Bamboo Growth Restoration & The Future of the Baiga Tribe
Shortly after leaving Jaelgaon Baiga tola, whose resisidents lamented over acute bamboo scarcity in their region, we spotted a line of women walking with bundles of unrecognizable vegitation on their heads and decided to follow them back a few steps down the road. Their destination turned out to be a sprawling nursery of around 2 acres where they had come to sell their bundles. As it turned out, these packages were made up of none other than infantile bamboo seedlings and roots from stalks that have already been cut. Wrapped up in their day's harvest were the sickles and hand shovels that they use to free the seedlings from the earth. We came to find out that these women are employed by the government to collect the shoots in order to nurse them for replanting in regions in which the bamboo population has been decimated.
Bahgholi nursery started as an initiative by the Balaghat Forest Department to replenish the bamboo population for the health and restoration of forest ecosystems. Members of the tribes, who are nearly the only communities to take up this occupation, will spend up to 8hours per day scowering the forest undergrowth for saplings and roots. This practice will not only be helping to regenerate the flora and fauna, but will also serve a great opportunity for employment to people who are struggling to bring food home. The workers will receive 25 paisa per root (or 1 rupee for every four roots) generating a wage of around 150 rupees+ per day. If the bamboo population is restored, although it make take a decade or more in some areas, one day the Baigas who once had limited access to the resourse will be able to return to their tradtional trade.
A fleeting thought came to mind when I thought of this process of removing the saplings from one stretch of forest in favor of planting them in another. It seemed at first to be a detrimental practice to the area where the shoots are harvested but after a conversation with a researcher at the Forest Research Institute in Dehra Dun, UttarKant, this hypothesis was retracted. Simple understanding of the reproductive attributes of the organizism led to a change of thought. The roots left over from bamboo stalks that have been cut down still harness regenerative properties, which makes cutting down the stalks less harmful to the composition of the forest than cutting down trees. In once chopped wooden plants the stumps sit as sad memories of their once majestic presences.

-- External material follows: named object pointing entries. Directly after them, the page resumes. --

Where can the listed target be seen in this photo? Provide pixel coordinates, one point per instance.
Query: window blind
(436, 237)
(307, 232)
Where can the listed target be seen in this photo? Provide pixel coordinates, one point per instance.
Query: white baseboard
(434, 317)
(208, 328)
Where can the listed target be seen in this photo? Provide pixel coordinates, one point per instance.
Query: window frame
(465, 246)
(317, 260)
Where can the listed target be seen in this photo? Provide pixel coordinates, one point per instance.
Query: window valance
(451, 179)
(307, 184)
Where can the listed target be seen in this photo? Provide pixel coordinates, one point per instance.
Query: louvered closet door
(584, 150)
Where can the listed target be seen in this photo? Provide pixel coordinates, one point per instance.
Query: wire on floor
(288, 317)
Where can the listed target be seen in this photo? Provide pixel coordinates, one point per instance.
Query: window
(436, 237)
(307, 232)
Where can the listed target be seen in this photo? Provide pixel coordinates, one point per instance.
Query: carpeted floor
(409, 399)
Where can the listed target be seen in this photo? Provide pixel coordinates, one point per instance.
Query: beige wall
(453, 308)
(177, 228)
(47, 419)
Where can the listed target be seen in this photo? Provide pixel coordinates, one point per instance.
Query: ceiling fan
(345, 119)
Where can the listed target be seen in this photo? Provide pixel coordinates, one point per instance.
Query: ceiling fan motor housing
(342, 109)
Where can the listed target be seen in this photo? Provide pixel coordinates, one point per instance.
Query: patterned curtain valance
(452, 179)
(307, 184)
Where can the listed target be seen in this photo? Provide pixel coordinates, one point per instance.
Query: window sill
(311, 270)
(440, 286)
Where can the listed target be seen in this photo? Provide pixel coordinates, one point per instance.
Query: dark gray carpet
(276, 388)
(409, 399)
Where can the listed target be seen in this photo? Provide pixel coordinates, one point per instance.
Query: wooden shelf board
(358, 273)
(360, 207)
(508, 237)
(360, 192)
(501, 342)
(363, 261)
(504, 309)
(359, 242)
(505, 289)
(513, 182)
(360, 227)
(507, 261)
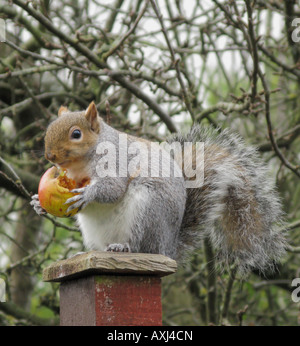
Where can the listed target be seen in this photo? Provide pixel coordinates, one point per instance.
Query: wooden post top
(105, 263)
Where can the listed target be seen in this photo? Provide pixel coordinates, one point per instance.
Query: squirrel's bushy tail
(237, 208)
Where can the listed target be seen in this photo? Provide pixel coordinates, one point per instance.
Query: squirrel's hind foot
(118, 247)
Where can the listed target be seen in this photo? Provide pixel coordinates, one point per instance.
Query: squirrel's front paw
(79, 201)
(35, 202)
(118, 248)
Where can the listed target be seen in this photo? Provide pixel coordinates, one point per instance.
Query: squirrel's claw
(35, 202)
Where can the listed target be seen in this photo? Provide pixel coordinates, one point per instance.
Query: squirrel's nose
(50, 157)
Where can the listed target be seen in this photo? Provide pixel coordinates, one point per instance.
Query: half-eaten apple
(54, 190)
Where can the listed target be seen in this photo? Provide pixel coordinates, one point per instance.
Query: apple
(54, 190)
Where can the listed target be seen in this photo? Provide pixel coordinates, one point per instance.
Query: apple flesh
(54, 190)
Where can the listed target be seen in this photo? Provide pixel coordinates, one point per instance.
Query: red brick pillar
(110, 289)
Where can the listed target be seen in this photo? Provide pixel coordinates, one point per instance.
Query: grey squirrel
(236, 208)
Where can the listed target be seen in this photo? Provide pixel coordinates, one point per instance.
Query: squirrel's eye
(76, 134)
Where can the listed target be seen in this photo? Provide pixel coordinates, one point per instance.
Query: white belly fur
(104, 224)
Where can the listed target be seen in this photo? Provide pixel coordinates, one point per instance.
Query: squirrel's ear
(91, 116)
(62, 110)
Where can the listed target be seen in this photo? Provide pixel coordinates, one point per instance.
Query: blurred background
(152, 68)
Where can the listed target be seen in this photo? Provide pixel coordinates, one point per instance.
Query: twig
(228, 293)
(175, 60)
(127, 34)
(211, 282)
(294, 169)
(84, 50)
(253, 46)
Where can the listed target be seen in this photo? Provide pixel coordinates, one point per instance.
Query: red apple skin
(52, 196)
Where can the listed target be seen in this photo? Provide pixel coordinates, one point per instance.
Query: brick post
(110, 289)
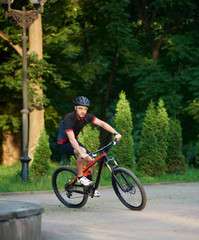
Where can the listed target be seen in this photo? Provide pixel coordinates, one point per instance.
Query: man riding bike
(70, 126)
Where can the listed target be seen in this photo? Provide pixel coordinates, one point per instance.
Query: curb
(102, 187)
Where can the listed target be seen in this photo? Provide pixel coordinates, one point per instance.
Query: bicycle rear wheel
(72, 195)
(128, 189)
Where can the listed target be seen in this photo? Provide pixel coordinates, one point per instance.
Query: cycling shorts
(68, 149)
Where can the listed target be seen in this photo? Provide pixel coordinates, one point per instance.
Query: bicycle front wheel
(128, 189)
(72, 195)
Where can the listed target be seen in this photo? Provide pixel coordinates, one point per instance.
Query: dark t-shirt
(72, 122)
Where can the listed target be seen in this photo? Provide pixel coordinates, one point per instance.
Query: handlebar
(108, 146)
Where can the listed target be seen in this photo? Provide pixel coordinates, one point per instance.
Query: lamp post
(24, 19)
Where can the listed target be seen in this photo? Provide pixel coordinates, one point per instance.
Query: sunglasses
(82, 108)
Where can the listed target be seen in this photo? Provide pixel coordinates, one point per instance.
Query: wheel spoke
(71, 196)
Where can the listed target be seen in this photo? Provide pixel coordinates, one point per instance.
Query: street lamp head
(6, 4)
(38, 3)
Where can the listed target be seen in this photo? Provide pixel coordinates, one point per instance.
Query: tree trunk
(11, 148)
(36, 117)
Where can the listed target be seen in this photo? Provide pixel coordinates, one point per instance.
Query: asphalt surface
(172, 212)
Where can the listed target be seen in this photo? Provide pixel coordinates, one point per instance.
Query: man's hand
(88, 159)
(118, 137)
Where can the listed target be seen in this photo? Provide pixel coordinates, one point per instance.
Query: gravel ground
(172, 212)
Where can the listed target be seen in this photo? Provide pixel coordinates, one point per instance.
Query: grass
(11, 180)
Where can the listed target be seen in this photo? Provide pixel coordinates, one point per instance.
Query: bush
(197, 153)
(175, 159)
(154, 141)
(41, 156)
(124, 150)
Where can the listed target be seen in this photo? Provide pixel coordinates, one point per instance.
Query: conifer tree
(175, 159)
(197, 153)
(154, 141)
(162, 129)
(124, 150)
(148, 145)
(41, 156)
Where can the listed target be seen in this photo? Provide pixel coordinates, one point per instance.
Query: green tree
(161, 131)
(42, 155)
(124, 150)
(154, 141)
(175, 160)
(148, 144)
(197, 153)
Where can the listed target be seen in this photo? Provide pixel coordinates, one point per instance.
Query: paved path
(171, 213)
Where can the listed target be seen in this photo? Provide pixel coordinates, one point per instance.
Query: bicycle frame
(104, 158)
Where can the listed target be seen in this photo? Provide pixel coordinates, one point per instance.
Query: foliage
(197, 153)
(153, 145)
(149, 49)
(162, 130)
(193, 109)
(42, 155)
(124, 150)
(175, 159)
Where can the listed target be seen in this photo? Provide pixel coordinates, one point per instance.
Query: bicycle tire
(73, 196)
(133, 195)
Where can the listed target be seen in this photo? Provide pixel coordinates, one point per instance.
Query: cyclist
(70, 126)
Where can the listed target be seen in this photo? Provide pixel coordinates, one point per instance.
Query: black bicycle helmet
(82, 101)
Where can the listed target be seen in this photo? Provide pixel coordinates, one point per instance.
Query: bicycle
(126, 185)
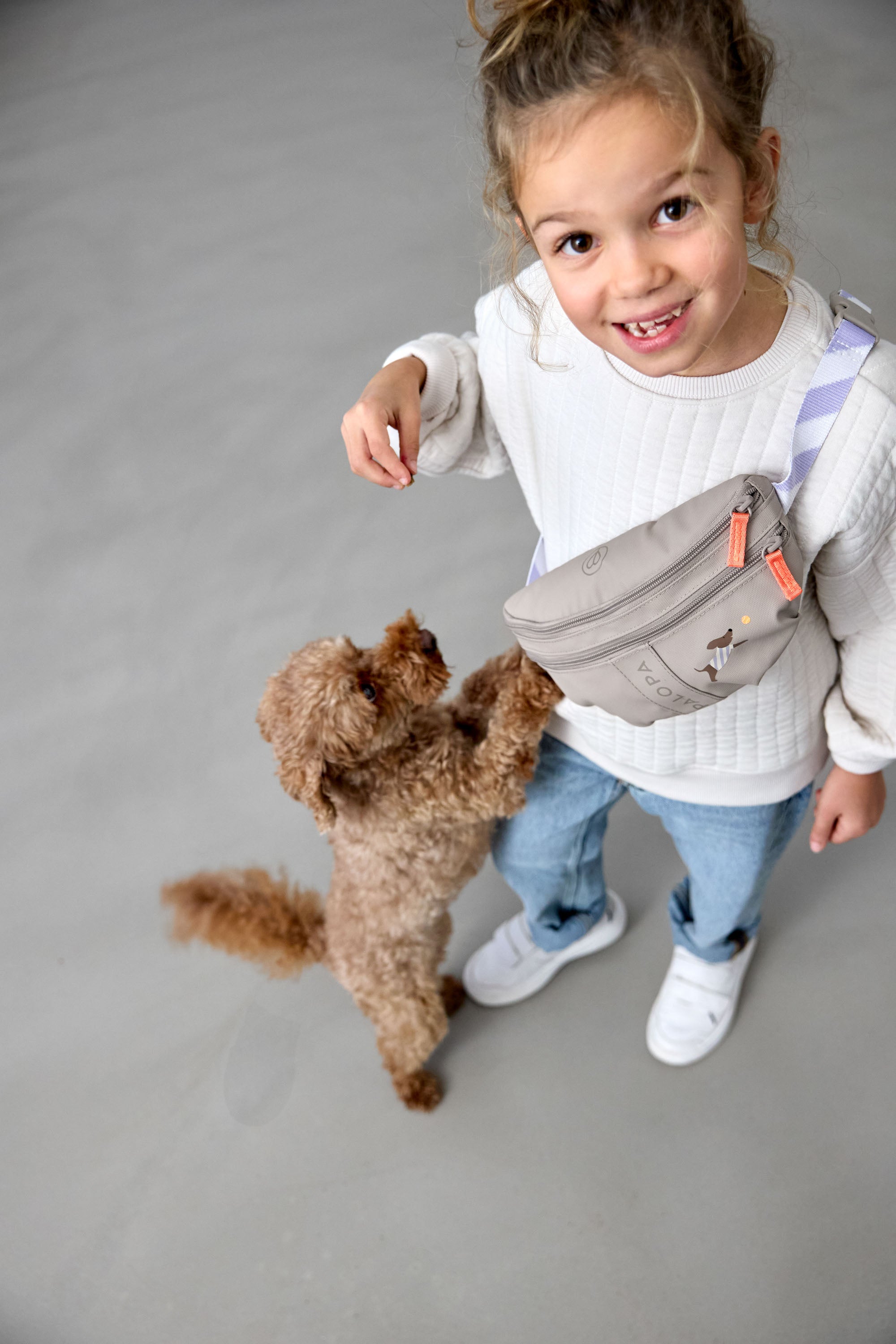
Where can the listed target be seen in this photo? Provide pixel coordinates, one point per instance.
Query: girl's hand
(847, 807)
(393, 397)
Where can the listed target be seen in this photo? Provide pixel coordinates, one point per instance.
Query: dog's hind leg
(453, 994)
(410, 1021)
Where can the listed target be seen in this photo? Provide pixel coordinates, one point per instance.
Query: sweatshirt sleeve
(458, 433)
(856, 585)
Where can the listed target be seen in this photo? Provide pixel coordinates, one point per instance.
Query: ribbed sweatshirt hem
(698, 784)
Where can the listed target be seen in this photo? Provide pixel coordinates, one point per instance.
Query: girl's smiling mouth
(656, 331)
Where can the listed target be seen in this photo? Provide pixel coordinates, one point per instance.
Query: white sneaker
(511, 967)
(696, 1006)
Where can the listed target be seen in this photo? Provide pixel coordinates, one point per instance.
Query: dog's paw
(453, 994)
(538, 686)
(420, 1090)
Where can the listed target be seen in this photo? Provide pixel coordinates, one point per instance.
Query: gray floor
(218, 218)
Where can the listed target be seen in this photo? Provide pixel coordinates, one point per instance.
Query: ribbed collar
(802, 326)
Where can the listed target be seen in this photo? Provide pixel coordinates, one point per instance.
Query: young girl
(641, 361)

It doesn't take much reasoning to figure that those government officials who wish to stop the tribes from access to the forest, wish so not solely because the Baiga are cutting the produce any more than other people, but because they would like to restrict the cultivation except to those who are willing to pay more. From conversations with locals I learned that throughout the history of this region, the officials who worked with a facade of protecting the forest, were often easily bribed into allowing local businessmen to cut down trees and bamboo for private gain. As was the testimony of Raj Kumar Verma, a bamboo and social forestry expert at FRI, bamboo is a product that is allowed to be cultivated freely in most areas in India, as per central government laws. Bamboo is not timber, it is actually a grass by biological classification, and it is considered a minor forest produce. Although many area may install restrictions because of over-cutting and a need to restore growth, it must be understood that the tribes are not the enemies of the forest. If given guidance and understanding, they can be its saviors.